白宣:“本君是那么不通情理的人吗?兰儿、若芷,你两个已经是白嫁人了,跟着白家仆回别院吧。”
兰儿若芷就是那两位侍女的名字,姐俩一听白宣这样说就不乐意了。
兰儿:“君侯若是嫌弃妾身,妾身自然不敢惹君侯生气,妾身这就下车撞死在路边,也好早点去见梓桐皇后段玲珑的封号。

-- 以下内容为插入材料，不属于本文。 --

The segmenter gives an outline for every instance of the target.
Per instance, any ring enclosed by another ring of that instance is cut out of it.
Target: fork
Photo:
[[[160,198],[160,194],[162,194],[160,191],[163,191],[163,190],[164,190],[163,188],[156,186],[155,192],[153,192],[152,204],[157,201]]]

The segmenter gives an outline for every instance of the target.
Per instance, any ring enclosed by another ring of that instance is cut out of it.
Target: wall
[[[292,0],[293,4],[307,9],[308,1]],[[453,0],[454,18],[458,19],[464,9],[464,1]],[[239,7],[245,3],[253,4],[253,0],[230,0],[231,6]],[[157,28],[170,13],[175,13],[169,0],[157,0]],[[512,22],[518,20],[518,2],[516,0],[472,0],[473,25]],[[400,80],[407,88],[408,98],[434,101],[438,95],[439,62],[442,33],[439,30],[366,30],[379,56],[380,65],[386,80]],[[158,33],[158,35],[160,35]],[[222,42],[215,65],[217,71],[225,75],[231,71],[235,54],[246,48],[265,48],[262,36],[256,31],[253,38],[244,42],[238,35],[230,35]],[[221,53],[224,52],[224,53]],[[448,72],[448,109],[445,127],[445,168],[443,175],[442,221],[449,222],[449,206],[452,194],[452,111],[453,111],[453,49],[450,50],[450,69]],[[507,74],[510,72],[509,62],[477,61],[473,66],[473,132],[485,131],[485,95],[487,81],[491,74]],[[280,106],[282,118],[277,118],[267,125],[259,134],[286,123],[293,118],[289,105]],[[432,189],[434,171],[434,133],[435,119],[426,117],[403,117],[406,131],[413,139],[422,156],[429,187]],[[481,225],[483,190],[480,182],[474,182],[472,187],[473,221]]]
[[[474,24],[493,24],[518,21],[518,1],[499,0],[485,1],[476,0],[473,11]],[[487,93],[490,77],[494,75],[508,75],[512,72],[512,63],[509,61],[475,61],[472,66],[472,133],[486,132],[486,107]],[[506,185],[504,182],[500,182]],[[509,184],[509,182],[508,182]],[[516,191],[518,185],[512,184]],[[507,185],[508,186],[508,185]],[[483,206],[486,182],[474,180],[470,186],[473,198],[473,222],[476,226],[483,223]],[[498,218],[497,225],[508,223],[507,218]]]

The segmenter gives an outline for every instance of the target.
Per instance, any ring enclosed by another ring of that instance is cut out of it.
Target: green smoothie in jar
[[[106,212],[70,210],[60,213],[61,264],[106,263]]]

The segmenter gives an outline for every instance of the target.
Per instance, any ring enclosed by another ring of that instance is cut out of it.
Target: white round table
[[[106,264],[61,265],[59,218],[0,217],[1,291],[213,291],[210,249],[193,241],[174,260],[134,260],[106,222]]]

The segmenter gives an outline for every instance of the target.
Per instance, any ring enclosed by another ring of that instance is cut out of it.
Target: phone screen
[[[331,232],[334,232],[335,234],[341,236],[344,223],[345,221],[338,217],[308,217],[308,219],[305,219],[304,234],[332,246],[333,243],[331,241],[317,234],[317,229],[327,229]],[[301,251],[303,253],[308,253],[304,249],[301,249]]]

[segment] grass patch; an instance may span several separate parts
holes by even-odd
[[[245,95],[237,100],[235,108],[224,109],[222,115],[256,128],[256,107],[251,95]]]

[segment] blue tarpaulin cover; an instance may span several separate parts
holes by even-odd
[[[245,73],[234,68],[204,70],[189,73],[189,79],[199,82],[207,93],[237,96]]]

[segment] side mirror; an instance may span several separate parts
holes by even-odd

”
若芷:“梓桐走后,我们姐妹无依无靠,若不是君侯可怜我等,让陛下开恩准我们姐妹去段家,如今还指不定在哪座宫中收人冷遇呢。我们姐妹早就商量好了,生做白家人死是白家鬼!”
白宣:“哎呀,别死呀活的,听着闹心。既然你俩不想走,那就陪着本君入牢狱吧。阎乐,给本君弄个大房间!”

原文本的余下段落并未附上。